Language: English with bilingual summary in English and German
Members of several pairs of avian species and megasubspecies established contact in northern and northeastern Iran where they either met without gene exchange or hybridized to a greater or lesser extent.
The Mediterranean Black-eared Wheatear (Oenanthe hispanica) and the central Asian Pied Wheatear (O. pleschanka) are ecological counterparts in the western and eastern Palearctic Region, respectively. They established contact in eastern Bulgaria, Transcaucasia, northern Iran and on the Mangyshlak Peninsula in the eastern Caspian Sea. An area of geographical overlap of the breeding ranges of these wheatears in western Iran, as postulated by previous authors, does not exist. Instead, O. hispanica and O. pleschanka exclude each other geographically in the central Elburz Mountains of northern Iran. However, they are not fully isolated reproductively producing hybrids which constitute about 65% of the peripheral populations near the contact zone (judged from an analysis of male plumage types). Some of the intermediate plumage types had received in the past formal taxonomic names, e. g. 'gaddi', 'Iibyca‘, 'transluga‘. Hybrids are also known from other areas where these wheatears are in contact. However, gene flow is insufficient to consider hispanica and pleschanka as conspecific. They are weakly differentiated parapatric species which still hybridize where their breeding ranges adjoin.
It is suggested that the polymorphism for throat colour (black and white) observed in the main populations of O. hispanica and O. pleschanka may have originated from parapatric hybridization between these species and resulting introgression of genes of the respective ally. This suggestion is supported by increasing frequency of the black-throated morph in O. hispanica males and increasing extent of its black throat colour from west to east approaching the range of O. pleschanka (in which species most males have a black throat and upper breast). The eastward introgression of the character for white-throat into the range of O. pleschanka was necessarily limited because of the massive reverse introgression of ‘black-throat‘ into the range of O. hispanica. The frequency of white-throated males in O. pleschanka decreases from west to east with increasing distance from the
white-throated O. hispanica. No white-throated males are known from the insular form O. pleschanka cypriaca, a population isolated from potential gene flow of O. hispanica.
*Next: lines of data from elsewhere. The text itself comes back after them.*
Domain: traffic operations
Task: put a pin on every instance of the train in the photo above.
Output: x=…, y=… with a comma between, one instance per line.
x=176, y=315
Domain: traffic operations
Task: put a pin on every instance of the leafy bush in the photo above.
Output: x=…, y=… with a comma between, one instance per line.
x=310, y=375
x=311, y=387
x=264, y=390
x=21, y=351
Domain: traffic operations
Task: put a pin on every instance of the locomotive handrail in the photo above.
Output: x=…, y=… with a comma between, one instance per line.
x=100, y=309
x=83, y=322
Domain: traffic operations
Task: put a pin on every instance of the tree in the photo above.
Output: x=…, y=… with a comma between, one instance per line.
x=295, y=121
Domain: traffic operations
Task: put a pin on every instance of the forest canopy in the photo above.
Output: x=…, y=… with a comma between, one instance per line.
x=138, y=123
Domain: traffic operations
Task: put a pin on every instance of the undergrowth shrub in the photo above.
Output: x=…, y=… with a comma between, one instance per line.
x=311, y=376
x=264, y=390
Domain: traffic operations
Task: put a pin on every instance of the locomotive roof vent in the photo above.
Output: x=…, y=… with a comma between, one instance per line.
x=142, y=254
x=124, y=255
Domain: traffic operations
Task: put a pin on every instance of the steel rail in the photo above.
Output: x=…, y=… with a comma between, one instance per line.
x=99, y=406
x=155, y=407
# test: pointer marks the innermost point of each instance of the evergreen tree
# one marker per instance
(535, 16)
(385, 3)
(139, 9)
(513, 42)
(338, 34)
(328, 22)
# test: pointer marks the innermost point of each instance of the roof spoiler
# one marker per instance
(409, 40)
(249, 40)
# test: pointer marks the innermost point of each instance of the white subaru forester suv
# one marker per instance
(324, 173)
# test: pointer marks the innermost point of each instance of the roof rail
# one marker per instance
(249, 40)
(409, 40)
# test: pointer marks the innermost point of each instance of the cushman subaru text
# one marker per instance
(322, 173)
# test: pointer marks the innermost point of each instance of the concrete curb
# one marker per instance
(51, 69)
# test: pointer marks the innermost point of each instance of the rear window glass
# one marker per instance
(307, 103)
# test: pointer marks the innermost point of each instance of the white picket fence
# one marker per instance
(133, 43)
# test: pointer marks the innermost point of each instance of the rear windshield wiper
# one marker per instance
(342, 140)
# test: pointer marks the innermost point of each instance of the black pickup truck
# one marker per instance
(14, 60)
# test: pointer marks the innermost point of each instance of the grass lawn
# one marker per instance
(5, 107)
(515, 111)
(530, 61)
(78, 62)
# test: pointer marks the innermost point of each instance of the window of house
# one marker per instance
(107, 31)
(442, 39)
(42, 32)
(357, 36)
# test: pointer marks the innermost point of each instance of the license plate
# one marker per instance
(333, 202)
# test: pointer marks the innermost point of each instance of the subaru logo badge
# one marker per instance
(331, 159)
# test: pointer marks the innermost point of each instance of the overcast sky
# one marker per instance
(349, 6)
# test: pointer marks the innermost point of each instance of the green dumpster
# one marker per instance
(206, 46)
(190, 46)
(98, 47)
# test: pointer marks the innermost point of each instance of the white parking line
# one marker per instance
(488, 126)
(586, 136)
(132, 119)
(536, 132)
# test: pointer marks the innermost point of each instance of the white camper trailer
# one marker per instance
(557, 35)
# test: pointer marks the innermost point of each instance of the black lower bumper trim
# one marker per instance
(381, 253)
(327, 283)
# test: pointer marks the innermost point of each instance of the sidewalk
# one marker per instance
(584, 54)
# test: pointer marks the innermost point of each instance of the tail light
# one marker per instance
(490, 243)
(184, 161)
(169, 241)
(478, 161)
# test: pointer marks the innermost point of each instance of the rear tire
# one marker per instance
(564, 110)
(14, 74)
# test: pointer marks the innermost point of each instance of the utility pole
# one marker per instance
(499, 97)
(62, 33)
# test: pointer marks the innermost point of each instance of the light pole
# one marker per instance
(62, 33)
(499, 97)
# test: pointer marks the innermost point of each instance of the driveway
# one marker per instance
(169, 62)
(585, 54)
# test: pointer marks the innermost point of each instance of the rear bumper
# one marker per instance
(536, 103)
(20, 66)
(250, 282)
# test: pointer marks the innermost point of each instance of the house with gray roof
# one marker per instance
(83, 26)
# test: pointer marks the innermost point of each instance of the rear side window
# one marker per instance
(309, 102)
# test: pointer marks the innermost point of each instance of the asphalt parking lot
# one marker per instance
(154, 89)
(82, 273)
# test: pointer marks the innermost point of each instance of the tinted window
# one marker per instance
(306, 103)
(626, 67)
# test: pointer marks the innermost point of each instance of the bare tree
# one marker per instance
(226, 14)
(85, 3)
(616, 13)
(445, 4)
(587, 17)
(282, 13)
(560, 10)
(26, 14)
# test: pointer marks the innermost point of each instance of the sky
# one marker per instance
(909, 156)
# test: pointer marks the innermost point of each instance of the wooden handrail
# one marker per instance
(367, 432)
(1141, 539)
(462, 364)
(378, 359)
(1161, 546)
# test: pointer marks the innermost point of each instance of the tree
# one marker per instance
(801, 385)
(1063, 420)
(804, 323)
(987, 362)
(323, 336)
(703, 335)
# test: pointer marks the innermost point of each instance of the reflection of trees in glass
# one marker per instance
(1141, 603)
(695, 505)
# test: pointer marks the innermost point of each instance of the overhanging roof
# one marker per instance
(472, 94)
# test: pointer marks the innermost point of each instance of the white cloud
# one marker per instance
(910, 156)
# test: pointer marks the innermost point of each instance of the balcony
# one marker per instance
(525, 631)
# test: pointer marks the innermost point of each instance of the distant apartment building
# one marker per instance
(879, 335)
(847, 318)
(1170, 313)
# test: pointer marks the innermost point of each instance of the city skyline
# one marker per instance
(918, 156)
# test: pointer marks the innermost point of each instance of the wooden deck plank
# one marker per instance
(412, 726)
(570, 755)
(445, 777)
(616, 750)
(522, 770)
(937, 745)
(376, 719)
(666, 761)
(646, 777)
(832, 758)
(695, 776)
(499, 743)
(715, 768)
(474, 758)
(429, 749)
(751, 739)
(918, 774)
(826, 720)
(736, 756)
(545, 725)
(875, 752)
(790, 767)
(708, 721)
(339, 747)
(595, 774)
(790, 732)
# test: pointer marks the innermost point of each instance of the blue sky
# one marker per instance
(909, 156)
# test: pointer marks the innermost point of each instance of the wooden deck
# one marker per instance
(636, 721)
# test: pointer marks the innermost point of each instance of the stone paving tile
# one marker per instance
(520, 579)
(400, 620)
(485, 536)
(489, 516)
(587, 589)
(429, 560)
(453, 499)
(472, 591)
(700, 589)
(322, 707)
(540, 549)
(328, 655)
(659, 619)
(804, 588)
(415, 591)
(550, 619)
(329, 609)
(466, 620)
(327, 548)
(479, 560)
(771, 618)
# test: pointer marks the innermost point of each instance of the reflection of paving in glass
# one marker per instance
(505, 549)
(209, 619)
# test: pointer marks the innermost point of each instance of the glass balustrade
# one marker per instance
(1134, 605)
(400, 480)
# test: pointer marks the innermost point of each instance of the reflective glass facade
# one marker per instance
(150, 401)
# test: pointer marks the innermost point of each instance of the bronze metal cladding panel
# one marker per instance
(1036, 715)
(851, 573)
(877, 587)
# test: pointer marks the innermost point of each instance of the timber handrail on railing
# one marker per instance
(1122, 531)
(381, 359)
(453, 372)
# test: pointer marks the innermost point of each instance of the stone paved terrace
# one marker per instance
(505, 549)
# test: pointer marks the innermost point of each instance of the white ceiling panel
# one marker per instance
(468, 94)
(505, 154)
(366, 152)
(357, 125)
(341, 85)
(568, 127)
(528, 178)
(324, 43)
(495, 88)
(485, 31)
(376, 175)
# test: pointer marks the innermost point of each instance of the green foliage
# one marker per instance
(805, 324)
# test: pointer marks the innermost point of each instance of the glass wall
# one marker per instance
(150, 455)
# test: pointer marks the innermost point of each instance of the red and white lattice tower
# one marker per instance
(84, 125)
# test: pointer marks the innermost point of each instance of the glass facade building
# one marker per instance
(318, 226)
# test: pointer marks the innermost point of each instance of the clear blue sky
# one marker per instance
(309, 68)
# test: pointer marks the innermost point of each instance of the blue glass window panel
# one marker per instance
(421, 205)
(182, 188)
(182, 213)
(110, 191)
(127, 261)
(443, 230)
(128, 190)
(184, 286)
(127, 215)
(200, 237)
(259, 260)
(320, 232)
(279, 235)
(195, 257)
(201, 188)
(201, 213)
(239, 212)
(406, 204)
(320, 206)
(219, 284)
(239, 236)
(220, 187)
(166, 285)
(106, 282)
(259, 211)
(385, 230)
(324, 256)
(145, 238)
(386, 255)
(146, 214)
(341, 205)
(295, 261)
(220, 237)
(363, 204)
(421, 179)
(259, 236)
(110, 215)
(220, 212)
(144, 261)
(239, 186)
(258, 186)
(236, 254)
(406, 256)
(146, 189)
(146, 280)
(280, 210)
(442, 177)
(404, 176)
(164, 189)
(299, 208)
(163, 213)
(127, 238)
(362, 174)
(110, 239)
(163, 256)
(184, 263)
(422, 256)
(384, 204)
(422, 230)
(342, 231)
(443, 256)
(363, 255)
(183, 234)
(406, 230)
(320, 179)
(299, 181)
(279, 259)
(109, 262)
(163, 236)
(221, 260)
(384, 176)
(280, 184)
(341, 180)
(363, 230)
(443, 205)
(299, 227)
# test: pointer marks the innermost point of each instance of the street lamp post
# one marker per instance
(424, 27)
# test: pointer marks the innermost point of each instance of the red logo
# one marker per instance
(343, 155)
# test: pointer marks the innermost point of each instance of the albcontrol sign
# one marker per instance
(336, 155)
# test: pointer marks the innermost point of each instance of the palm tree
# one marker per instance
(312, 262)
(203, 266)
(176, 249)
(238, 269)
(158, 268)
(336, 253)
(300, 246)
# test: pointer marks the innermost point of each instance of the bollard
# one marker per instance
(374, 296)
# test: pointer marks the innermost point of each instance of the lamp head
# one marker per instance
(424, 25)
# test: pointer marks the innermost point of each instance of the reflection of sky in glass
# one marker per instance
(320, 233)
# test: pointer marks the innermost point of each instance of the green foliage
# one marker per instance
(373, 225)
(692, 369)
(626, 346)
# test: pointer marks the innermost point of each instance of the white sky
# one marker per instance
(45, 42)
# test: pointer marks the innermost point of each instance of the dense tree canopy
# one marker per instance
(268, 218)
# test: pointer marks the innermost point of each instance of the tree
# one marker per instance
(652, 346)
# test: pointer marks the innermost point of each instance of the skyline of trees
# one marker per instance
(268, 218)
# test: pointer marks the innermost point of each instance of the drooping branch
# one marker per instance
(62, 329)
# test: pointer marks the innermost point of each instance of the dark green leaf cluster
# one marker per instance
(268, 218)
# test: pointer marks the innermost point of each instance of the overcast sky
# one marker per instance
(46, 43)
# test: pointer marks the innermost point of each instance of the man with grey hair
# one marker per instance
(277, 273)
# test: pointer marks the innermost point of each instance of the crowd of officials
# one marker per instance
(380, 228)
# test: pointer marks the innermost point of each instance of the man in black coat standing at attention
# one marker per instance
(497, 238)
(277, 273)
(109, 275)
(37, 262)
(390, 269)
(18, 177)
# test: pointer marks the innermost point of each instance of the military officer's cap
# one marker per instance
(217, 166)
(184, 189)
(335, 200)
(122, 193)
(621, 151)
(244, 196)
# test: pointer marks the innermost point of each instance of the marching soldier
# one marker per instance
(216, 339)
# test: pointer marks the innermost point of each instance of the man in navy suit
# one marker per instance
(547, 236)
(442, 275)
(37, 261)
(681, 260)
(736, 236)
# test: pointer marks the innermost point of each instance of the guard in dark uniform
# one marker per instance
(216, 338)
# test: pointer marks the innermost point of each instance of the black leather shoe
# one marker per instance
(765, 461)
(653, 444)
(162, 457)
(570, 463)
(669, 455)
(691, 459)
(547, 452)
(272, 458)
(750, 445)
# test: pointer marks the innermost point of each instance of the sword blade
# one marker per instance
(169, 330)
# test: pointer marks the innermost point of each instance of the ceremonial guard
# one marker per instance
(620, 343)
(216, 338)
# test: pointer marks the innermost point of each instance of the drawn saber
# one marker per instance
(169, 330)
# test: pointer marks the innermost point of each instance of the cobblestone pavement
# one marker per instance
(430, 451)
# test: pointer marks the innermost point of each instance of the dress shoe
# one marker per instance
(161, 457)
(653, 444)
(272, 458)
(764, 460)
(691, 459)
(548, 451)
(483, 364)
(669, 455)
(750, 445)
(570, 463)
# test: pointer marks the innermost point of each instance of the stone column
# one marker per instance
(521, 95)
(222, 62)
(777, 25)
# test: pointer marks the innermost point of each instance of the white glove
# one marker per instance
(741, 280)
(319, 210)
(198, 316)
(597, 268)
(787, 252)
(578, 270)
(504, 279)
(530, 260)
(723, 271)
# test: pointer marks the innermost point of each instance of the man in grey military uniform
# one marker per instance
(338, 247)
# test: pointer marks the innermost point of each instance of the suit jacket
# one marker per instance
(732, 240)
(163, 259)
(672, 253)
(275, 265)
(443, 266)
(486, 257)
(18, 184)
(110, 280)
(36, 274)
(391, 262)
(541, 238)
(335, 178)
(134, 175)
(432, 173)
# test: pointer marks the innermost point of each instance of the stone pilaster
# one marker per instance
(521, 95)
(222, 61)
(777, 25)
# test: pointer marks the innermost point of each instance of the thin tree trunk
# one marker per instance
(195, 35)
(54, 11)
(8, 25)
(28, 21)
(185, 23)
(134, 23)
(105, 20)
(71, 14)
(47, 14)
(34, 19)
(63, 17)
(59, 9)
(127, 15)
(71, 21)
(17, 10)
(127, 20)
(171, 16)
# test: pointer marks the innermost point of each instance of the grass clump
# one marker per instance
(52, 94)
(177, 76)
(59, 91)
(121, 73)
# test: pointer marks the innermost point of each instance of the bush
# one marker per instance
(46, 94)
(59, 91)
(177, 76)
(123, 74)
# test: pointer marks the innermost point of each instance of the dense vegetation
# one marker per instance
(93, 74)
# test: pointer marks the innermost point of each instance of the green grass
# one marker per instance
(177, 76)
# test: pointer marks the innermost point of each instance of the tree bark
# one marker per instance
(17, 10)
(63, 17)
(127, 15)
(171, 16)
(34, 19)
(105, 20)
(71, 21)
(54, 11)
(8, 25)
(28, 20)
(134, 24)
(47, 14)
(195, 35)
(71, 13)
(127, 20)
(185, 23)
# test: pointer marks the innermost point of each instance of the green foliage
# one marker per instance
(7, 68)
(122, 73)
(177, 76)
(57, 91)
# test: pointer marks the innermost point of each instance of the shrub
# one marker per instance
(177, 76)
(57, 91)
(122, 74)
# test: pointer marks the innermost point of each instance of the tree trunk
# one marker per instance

Western Black-headed Bunting (Emberiza melanocephala) and eastern Red-headed Bunting (E. bruniceps) are closely related species despite conspicuous differences in the colour of the male plumages. Females are very similar. These buntings meet in the area to the north and southeast of the Caspian Sea. They form a zone of overlap and hybridization in northeastern Iran. The area of overlap is about 90 kilometres wide. Populations in the overlap zone south of the Elburz Range (Bastam Valley and Meyamey area) consist of pure parental phenotypes (65-70%) and hybrids (35-30%). Percentages of melanocephala : hybrids : bruniceps in the Bastam Valley are 57 : 35 : 8 and in the Meyamey region 4 : 4 : 92. E. melanocephala outnumbers E. bruniceps about seven times in the Bastam Valley, whereas bruniceps is predominant in the Meyamey region, almost to the exclusion of melanocephala. A similar zone of overlap and hybridization of these buntings exists in the deforested Caspian lowlands between Behshahr and Gorgan where these birds, however, are less common than in the Bastam Valley. Gene flow between E. melanocephala and E. bruniceps is insufficient to consider these forms as conspecific. They are weakly differentiated species.
Geomorphological and palynological studies indicate that the climate was cold and dry in Iran during the last glacial stage (Würm). Artemisia steppe vegetation existed in many areas presently covered with woodland or forest (e. g. Zagros Mountains). Some intermittent lakes and playa lakes formed in central Iran primarily as a result of lower evaporations rates. Higher temperature in post-Pleistocene times created greater aridity. Due to a temperature decrease at about 5,500 B.P. oak-pistachio-almond woodland and forest invaded western Iran and Juniper woodland covered the southern slopes of the Elburz Mountains.
It is suggested that the members of many avian subspecies and species pairs established secondary contact in Iran during post-Pleistocene time, possibly as late as 5,000 years ago when the present moist vegetation invaded Iran. Vegetational changes since the arrival of man and the spread of agriculture influenced the extent of secondary contact zones. The western and eastern populations of birds presently in contact in Iran, probably had survived the preceding cold-arid climatic phase of the last glacial stage in moist refuges in the Turkey-Libanon region and near the base of the central Asian mountains, respectively.